Les Anciens Combattants et la Société française, 1914-1939 – Vol. 1 : Histoire ; Vol. 2 : Sociologie ; Vol. 3 : Mentalités et idéologies
À leur apogée, entre 1928 et 1934, les associations de mutilés et d’anciens combattants ont compté jusqu’à trois millions de cotisants. Près d’un combattant survivant sur deux a été affilié à l’une ou l’autre des multiples associations qui forment ce qu’on a appellé le « mouvement combattant ». Dans les trois volumes que comporte son magistral ouvrage, Antoine Prost a su établir un portrait exhaustif et en profondeur de ce vaste phénomène.

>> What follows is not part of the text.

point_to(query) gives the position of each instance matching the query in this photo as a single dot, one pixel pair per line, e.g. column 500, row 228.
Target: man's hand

Le premier volume en fait l’historique : il montre comment le mouvement combattant, né divisé, s’est progressivement unifié et renforcé autour du problème des pensions, puis a vu ses thèmes de réflexion et de revendication s’élargir jusqu’à une conception générale de la réforme de l’État, pour finalement se diviser à nouveau, selon les lignes de partage politique de l’époque, après le 6 février 1934 et l’échec d’un conseil national d’unification, les 7 et 8 juillet 1934. Comme le dit Antoine Prost lui-même dans la conclusion de la partie historique de son travail, les associations combattantes ont joué le rôle d’un formidable groupe de pression dans leurs revendications matérielles, mais elles n’ont pas infléchi sensiblement le cours de l’histoire de l’entre-deux-guerres : plus que des acteurs de l’histoire, les anciens combattants semblent en être des témoins.

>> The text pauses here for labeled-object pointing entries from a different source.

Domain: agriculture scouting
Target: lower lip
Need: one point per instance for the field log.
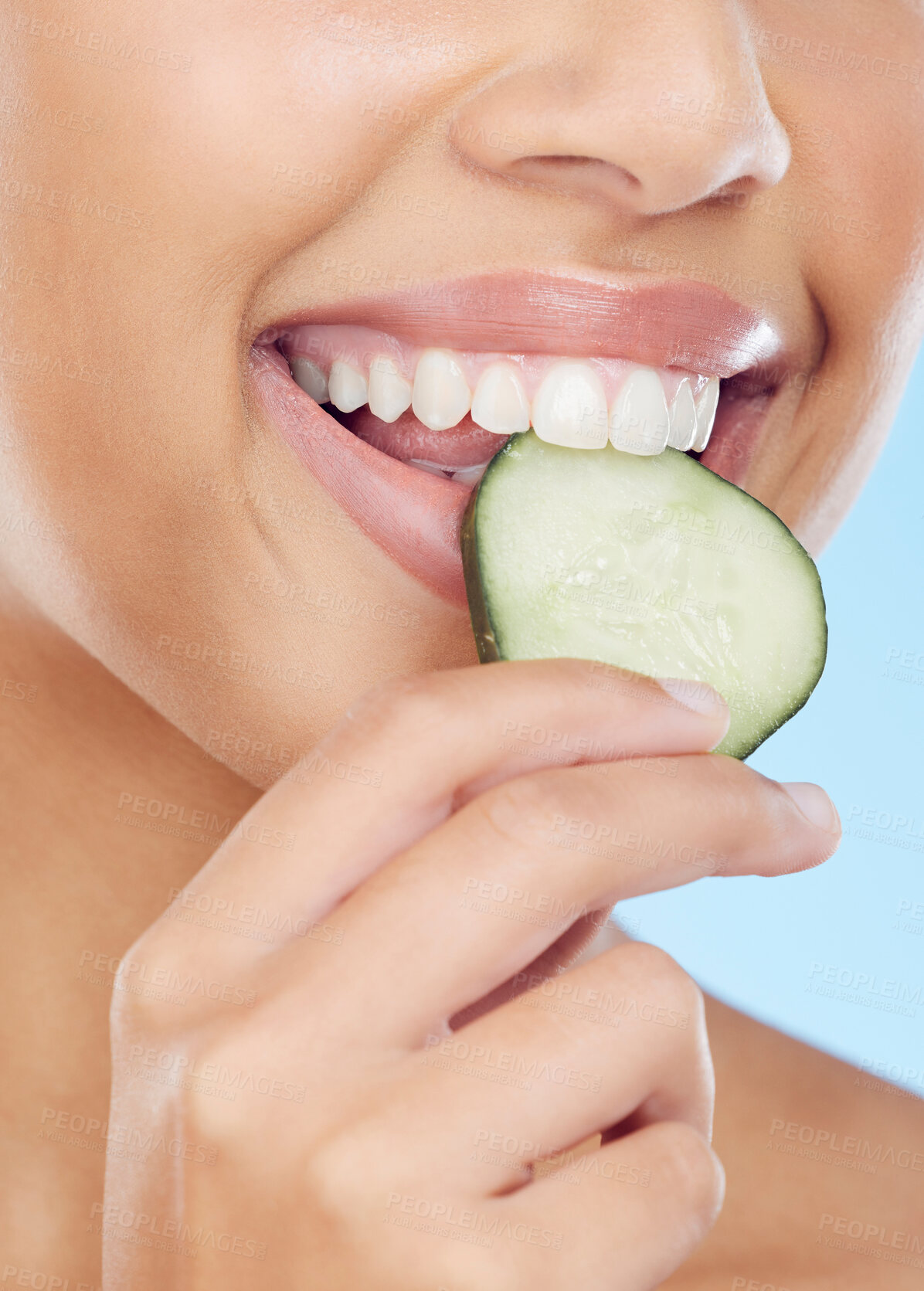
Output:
(412, 515)
(416, 517)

Une analyse démographique exemplaire et l’examen détaillé d’un échantillon de 3 000 dossiers d’adhérents lui permettent ensuite d’évaluer avec précision la force numérique du mouvement, son implantation géographique, et sa composition sociologique. Le caractère de masse du mouvement ressort avec force de son étude. Mais il montre aussi que le mouvement combattant était d’essence rurale, solidement implanté et structuré dans les villages, plus dispersé et moins présent dans les villes. Il a donné aux communautés rurales une ouverture sur le monde extérieur et a pris en charge, en les laïcisant, beaucoup des formes traditionnelles de la vie collective : services sociaux, entraide, organisation des fêtes locales. L’analyse que fait Antoine Prost du rôle joué par les associations dépasse d’ailleurs le cadre particulier du mouvement combattant pour atteindre à une vision globale de la vie communautaire de la France rurale. Il souligne en particulier le rôle de ciment social joué par les associations dans des milieux où partis politiques et syndicats étaient singulièrement peu implantés.
Le troisième volume contient une analyse très attachante de l’idéologie du mouvement. Elle se fonde à la fois sur les traces écrites laissées par les associations (articles des revues des différentes associations, actes des assemblées ou conseils), sur un essai d’appréhension du souvenir partagé par les anciens combattants au travers de la littérature née de la Première Guerre, et sur une étude très neuve des monuments commémoratifs. Spécialiste de l’histoire contemporaine, Antoine Prost nous livre, dans ce dernier volume, une conclusion très importante et solidement argumentée : c’est une réponse négative à la question du fascisme ancien combattant. Non seulement les anciens combattants n’ont pas pris part aux organisations antiparlementaires (les « Croix de feu ». par exemple, n’ont réuni que 1,2 % des titulaires de cartes d’anciens combattants de la Seine, et les associations combattantes n’ont pas été impliquées dans les émeutes de la journée du 6 février), mais surtout, l’idéologie du mouvement était profondément républicaine, d’un républicanisme enraciné dans le double héritage de l’école primaire et de la guerre. Il est certain, nous dit Antoine Prost, que l’existence d’un puissant mouvement combattant, républicain dans ses objectifs aussi bien que dans ses méthodes et ses réactions spontanées, a constitué au contraire l’un des obstacles majeurs au développement d’un fascisme en France : en canalisant la majeure partie de la clientèle potentielle du fascisme, et en diffusant des idées et des thèmes républicains et pacifistes dans des milieux particulièrement touchés, ailleurs, par la propagande nationaliste.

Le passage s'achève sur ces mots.